Serving Waitsburg, Dayton and the Touchet Valley
Each week during the school year, The
Times almost always devotes the front of our second section to high school sports. Athletics are an important part of school life, and in our small towns, they are an important part of community life.
When WP or Dayton win a state championship (as WP football and soccer did two years ago, and Dayton basketball did way back in 1995), it's as big a deal to us as the Seahawks winning the Super Bowl is to Seattle.
But some of our high school students excel at things other than athletics. This week, we had the pleasure of covering two groups of students who excelled in competition against other schools using primarily their brains.
On February 12, Dayton's Future Business Leaders of America - or FBLA - club traveled to Kennewick to take on students from 15 other schools at the FBLA Southeast Region Winter Business Conference. The conference featured competitions in a wide variety of business-related categories.
Between them, the 26 Dayton students who attended took 67 top-five places in 32 out of about 100 events. That included 19 first-place finishes. Ken Graham's story on Page 6 lays out more details.
Dayton has a long history of success in FBLA, and that's mostly a tribute to business teacher and FBLA advisor Rob Moore. Moore has been FBLA advisor in Dayton for 27 years and has taken a generation of Dayton students to regional, state and national FBLA competitions.
The opportunity for our local students to learn about business and to gain self-confidence while presenting themselves in front of large groups of students from around the state and the nation is priceless.

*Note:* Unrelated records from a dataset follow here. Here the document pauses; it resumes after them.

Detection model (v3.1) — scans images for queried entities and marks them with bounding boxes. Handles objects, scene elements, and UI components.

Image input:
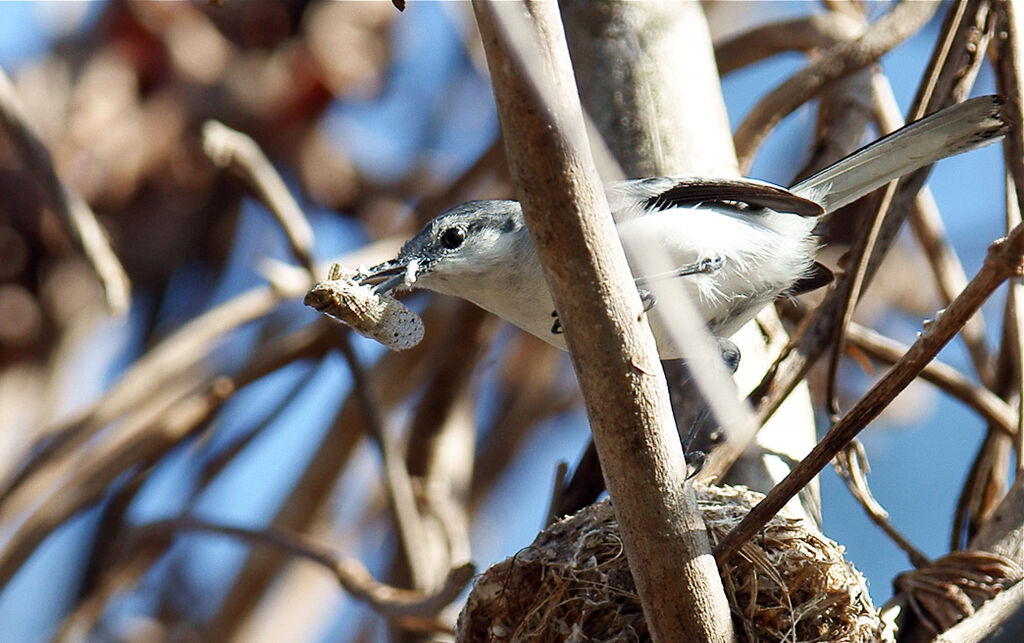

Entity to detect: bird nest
[457,484,881,642]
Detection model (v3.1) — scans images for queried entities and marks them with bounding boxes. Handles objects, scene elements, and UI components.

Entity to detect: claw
[685,450,706,480]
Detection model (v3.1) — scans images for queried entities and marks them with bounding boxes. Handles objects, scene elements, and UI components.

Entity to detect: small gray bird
[358,96,1005,360]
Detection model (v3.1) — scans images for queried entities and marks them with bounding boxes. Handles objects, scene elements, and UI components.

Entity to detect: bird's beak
[357,257,418,294]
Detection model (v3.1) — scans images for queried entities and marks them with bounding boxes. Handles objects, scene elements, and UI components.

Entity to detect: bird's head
[358,200,531,297]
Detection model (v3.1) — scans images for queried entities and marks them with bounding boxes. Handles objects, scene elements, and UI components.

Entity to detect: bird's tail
[790,95,1007,214]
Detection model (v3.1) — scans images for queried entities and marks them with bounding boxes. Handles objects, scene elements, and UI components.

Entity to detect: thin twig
[337,333,435,591]
[714,12,865,75]
[746,0,1000,439]
[845,322,1017,437]
[1007,178,1024,475]
[129,516,474,618]
[825,2,994,421]
[0,380,234,589]
[872,74,993,382]
[202,120,318,279]
[834,442,932,568]
[734,0,939,172]
[717,222,1024,564]
[0,66,131,314]
[994,0,1024,474]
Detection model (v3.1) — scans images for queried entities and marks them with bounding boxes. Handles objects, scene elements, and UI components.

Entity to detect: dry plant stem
[873,75,993,381]
[716,224,1024,564]
[836,444,931,568]
[946,0,1024,551]
[714,12,865,75]
[845,322,1017,437]
[970,474,1024,560]
[207,242,448,638]
[825,2,995,418]
[337,334,434,591]
[995,0,1024,473]
[748,0,995,433]
[733,0,939,172]
[0,66,131,314]
[130,517,473,618]
[2,239,397,503]
[473,2,733,640]
[0,380,234,588]
[1007,181,1024,473]
[933,577,1024,643]
[202,120,318,278]
[1,286,283,499]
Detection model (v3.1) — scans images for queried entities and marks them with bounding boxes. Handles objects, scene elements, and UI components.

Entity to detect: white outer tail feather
[790,95,1006,213]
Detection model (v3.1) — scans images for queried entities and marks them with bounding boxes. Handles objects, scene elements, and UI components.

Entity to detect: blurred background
[0,1,1012,641]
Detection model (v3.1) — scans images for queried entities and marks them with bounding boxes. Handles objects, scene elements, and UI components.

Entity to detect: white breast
[423,205,816,359]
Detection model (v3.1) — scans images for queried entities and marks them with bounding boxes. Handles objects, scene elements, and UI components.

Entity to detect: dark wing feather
[640,178,824,216]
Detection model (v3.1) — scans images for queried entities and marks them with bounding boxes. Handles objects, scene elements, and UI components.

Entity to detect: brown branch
[845,322,1017,437]
[747,0,999,435]
[714,12,865,75]
[130,517,474,618]
[734,0,939,172]
[0,380,234,589]
[472,2,733,640]
[834,442,931,569]
[337,334,434,591]
[202,120,318,278]
[872,74,994,382]
[0,66,131,314]
[995,0,1024,474]
[717,223,1024,564]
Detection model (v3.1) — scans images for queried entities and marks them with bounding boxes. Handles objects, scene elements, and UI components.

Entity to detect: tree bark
[471,1,734,640]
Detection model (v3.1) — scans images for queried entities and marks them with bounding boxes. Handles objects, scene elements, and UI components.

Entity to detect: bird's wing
[790,95,1006,213]
[606,176,823,222]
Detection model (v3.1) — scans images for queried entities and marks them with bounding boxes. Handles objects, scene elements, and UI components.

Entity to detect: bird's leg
[634,254,724,292]
[551,256,722,336]
[550,310,563,335]
[638,288,656,313]
[681,336,740,479]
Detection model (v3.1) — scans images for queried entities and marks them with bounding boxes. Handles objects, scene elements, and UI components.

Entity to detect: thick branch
[471,1,733,640]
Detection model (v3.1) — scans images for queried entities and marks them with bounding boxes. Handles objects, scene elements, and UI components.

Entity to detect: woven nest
[457,484,881,642]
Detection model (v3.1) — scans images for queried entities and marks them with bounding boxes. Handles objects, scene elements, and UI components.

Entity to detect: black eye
[440,226,466,249]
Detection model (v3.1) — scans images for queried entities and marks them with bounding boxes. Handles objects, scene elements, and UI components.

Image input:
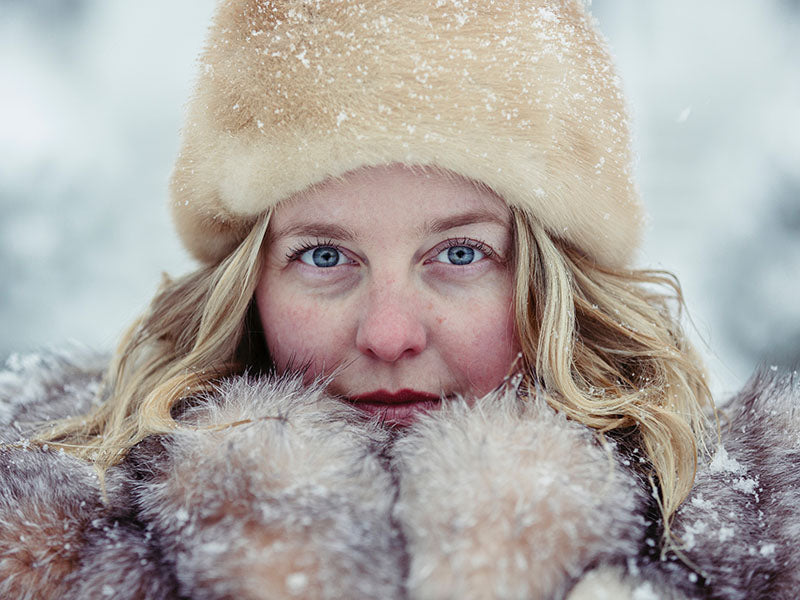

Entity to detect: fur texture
[171,0,641,267]
[640,371,800,600]
[131,376,406,599]
[1,353,798,599]
[392,389,645,599]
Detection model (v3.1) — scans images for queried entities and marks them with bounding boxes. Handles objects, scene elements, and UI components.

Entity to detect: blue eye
[435,245,485,265]
[300,246,346,267]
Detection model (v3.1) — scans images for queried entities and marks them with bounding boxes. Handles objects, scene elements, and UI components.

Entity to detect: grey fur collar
[1,352,798,599]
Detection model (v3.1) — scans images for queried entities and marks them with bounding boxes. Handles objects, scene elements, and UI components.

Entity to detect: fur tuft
[0,347,106,441]
[392,387,646,600]
[133,375,406,599]
[645,370,800,599]
[0,450,100,600]
[0,447,176,600]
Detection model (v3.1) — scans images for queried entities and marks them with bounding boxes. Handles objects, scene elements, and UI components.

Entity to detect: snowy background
[1,0,798,399]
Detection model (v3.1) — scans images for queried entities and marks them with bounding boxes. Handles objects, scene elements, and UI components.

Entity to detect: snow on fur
[0,347,106,442]
[172,0,641,267]
[660,370,800,600]
[392,387,646,600]
[0,446,176,600]
[565,566,692,600]
[1,354,798,599]
[133,375,406,600]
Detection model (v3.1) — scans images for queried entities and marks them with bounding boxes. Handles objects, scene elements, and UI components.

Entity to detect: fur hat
[171,0,642,268]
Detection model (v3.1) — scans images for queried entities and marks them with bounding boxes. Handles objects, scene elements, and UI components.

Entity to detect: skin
[255,164,519,416]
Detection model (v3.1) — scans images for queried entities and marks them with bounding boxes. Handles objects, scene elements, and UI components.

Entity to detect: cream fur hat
[171,0,642,268]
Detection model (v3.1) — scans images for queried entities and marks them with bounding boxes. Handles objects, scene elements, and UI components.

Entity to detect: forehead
[269,164,510,233]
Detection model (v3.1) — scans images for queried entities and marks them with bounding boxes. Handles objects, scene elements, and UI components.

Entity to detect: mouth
[347,389,443,426]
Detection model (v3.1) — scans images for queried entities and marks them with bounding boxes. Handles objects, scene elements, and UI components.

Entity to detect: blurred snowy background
[1,0,798,398]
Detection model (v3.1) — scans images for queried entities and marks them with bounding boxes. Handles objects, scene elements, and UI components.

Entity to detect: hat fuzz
[171,0,642,267]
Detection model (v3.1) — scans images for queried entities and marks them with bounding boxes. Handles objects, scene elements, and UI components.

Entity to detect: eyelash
[284,238,343,263]
[284,237,495,264]
[433,237,494,260]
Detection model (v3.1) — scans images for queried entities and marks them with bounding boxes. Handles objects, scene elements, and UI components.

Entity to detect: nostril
[356,304,427,363]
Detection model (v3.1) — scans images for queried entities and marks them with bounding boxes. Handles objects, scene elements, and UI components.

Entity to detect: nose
[355,282,428,363]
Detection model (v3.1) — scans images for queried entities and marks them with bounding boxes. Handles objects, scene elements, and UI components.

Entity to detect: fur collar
[1,352,798,599]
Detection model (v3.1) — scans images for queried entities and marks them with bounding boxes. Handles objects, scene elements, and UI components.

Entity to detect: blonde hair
[36,212,272,470]
[38,204,711,526]
[510,207,711,524]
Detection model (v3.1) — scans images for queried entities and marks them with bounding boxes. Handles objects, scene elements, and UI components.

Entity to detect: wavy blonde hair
[36,212,273,467]
[510,207,711,524]
[37,204,711,525]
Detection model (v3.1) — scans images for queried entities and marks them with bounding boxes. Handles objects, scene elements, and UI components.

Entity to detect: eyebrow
[420,209,509,236]
[270,222,359,243]
[270,209,508,243]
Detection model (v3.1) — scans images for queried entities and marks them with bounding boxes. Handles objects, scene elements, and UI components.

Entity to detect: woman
[1,1,798,598]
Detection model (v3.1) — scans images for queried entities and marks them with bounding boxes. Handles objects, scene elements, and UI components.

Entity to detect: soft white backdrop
[2,0,798,398]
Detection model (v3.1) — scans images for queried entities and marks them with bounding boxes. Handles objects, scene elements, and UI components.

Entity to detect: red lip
[347,389,442,426]
[350,389,440,404]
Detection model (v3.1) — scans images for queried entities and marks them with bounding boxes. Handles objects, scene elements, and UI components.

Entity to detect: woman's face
[255,164,519,424]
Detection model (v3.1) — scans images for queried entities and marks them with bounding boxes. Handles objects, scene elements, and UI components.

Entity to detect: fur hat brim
[171,0,642,267]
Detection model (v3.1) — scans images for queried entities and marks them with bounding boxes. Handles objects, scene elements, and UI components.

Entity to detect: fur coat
[0,350,798,599]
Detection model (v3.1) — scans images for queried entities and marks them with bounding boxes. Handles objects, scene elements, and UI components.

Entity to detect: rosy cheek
[453,298,517,396]
[264,300,349,377]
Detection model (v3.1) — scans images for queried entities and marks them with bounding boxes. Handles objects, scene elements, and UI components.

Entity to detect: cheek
[438,291,518,396]
[255,285,351,376]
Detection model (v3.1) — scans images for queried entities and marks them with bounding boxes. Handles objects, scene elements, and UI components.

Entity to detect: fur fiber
[1,353,798,599]
[639,371,800,600]
[171,0,642,268]
[392,389,644,599]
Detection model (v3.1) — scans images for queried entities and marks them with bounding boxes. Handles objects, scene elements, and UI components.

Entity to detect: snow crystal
[101,585,115,597]
[708,446,746,475]
[690,494,712,509]
[286,572,309,595]
[5,352,43,372]
[732,476,758,497]
[676,106,692,124]
[719,526,735,542]
[759,543,776,557]
[174,507,190,525]
[336,111,349,127]
[632,582,659,600]
[536,7,559,24]
[594,156,606,172]
[681,519,709,551]
[295,49,310,68]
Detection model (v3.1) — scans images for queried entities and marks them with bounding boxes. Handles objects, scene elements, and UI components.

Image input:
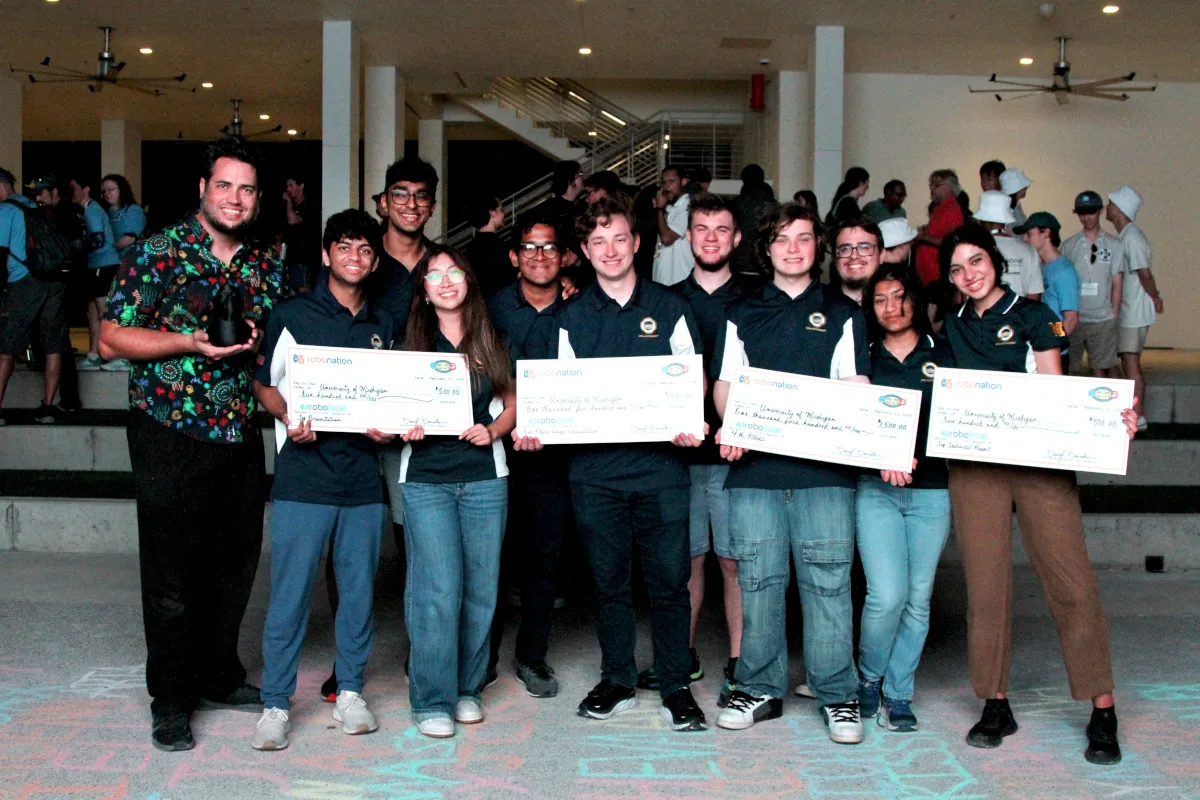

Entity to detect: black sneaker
[967,698,1018,748]
[151,708,194,752]
[660,686,707,731]
[320,664,338,703]
[196,681,262,712]
[516,662,559,698]
[32,403,63,424]
[577,679,637,720]
[717,657,738,708]
[689,648,704,682]
[1085,706,1121,765]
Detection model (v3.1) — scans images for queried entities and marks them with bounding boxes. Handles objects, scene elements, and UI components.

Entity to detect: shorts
[1068,319,1119,371]
[1117,326,1149,355]
[0,276,71,356]
[86,264,120,299]
[688,464,731,558]
[380,448,406,526]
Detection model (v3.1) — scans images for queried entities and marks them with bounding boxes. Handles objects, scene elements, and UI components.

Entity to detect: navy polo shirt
[255,270,395,506]
[398,331,514,484]
[535,277,703,492]
[712,280,871,490]
[944,288,1067,374]
[672,271,761,464]
[368,237,435,332]
[869,334,955,489]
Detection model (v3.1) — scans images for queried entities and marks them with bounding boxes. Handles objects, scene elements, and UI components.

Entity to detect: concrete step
[4,368,130,410]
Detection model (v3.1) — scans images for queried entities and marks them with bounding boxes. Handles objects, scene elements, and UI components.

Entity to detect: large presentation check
[720,367,922,471]
[285,345,473,435]
[925,368,1133,475]
[515,354,704,444]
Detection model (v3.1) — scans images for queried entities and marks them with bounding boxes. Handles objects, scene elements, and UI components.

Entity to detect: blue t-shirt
[1040,255,1079,321]
[108,204,147,263]
[83,200,120,269]
[0,195,34,283]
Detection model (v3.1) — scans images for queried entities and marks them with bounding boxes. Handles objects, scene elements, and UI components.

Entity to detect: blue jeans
[689,464,731,558]
[728,486,857,705]
[261,501,386,711]
[401,478,507,722]
[855,477,951,701]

In Waitsburg on Monday, Waitsburg High's number one Knowledge Bowl team took second place in the regional competition and qualified for the state championships on March 22 in Arlington, Wash. They won a close match against Dayton to take that spot.
Knowledge bowl is a trivia game, sort of. But it makes Jeopardy look like a kiddie game. Dena Wood's story on Page 5 gives the details.
Brad Green has been coaching Waitsburg's KB teams for many years and, like Moore, has seen his students excel at regional and state competitions.
We salute Rob Moore and Brad Green and all of the students who put in many hundreds of hours to prepare for these competitions. They don't draw the crowds that football or basketball teams do, but they sharpen skills they'll use for the rest of their lives.